Est-ce qu’on peut peindre quand on est mort j’ai demandé, il y a eut un grand silence, j’ai encore eut l’impression d’avoir dit une bêtise… mais comme personne ne me répondait j’ai redemandé est-ce qu’on peut peindre quand on est mort et il y a eut le même silence.
Il fallait que je me contente de ce silence, il a fallu un bout de temps pour le comprendre. Du coup j’ai reposé encore une fois la question pour être bien sûr pour ne pas me tromper, pour être sûr que la réponse c’était ce silence.
Mais peut-être que je n’avais pas posé la question au bon endroit, ça m’était venu comme ça au milieu de ma cour, entre la maison et l’atelier, c’était peut-être pas le meilleur endroit… on ne savait pas à qui elle était posée cette question, et peut être que le silence qui la suivait c’était un silence gêné comme lorsque on dit après vous mais non je n’en ferai rien après vous je vous en prie devant une porte, un siège libre dans un bus, un train…peut-être aussi que cette question était maladroitement formulée car personne finalement ne pouvait savoir à qui elle était adressée.
J’ai pensé à ma mère, elle peignait de son vivant, est-ce qu’elle peignait toujours de sa mort c’était difficile de poser une question pareille
je m’en suis rendu compte tout de suite, est-ce qu’on va déranger les morts ainsi, je me sentais assez gêné et honteux aussi parce que je ne lui ai jamais posé la moindre question depuis qu’elle est morte
ma mère est devenue une question qui a gommée beaucoup de questions que j’aurais pu lui poser de son vivant, et auxquelles peut être elle n’aurait pas plus répondu, peut être que je n’aurais eu qu’un silence aussi, un silence de vivant… ma mère est une question, pas tant ma mère lorsqu’elle était vivante plutôt depuis qu’elle est morte , peut-être un peu des deux.

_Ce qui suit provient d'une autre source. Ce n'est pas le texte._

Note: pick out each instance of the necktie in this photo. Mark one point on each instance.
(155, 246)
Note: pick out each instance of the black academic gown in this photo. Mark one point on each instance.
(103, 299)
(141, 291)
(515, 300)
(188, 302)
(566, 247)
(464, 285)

Ma mère vivante et morte ou vivante ou morte n’est pas une question facile, pas n’importe quelle question non plus , ce genre de question que l’on poserait comme ça aux gens juste pour parler avec eux… non elle est devenue La question toute entière, un peu comme ce silence que je reçois en réponse à ma question.
C’est parce que ce n’est peut être pas la bonne personne je me suis dit et je me suis retenue de poser cette question à ma mère,
puis j’ai fait le tour de pas mal de peintres que je connaissais, tous les peintres morts que je connaissais, cela avait l’air plus facile de leur poser la question à haute voix. Mais là aussi il y a eut un silence. C’était un silence un peu différent en tendant bien l’oreille…mais je ne sais pas pourquoi je n’ai pas voulu m’attarder dans ce silence là non plus
Ça ne me serait pas venu à l’idée de poser la question à mon père je me rends compte à présent.
Est-ce qu’on peut peindre quand on est mort papa ? Il faut toujours aller jusqu’au bout de ce qu’on imagine idiot, absurde, grotesque et ridicule.
Cette fois il y a eut encore un silence bien sûr on finit par s’y habituer, mais tout de même avec un je ne sais quoi de différent, et j’ai senti une odeur de vétiver comme celle de son parfum et aussi de son odeur, l’odeur de sa peau et de son parfum, une odeur unique.
Alors je me suis mis à prononcer le mot vétiver vétiver et je crois que ça m’allait pas mal du tout comme réponse, en fait j’avais posé une question pareille peut être seulement pour obtenir ce genre de réponse là, une réponse qui ne répondait pas à ma question mais qui tout de même pendant toute la fin de la journée me fera du bien je le sens déjà.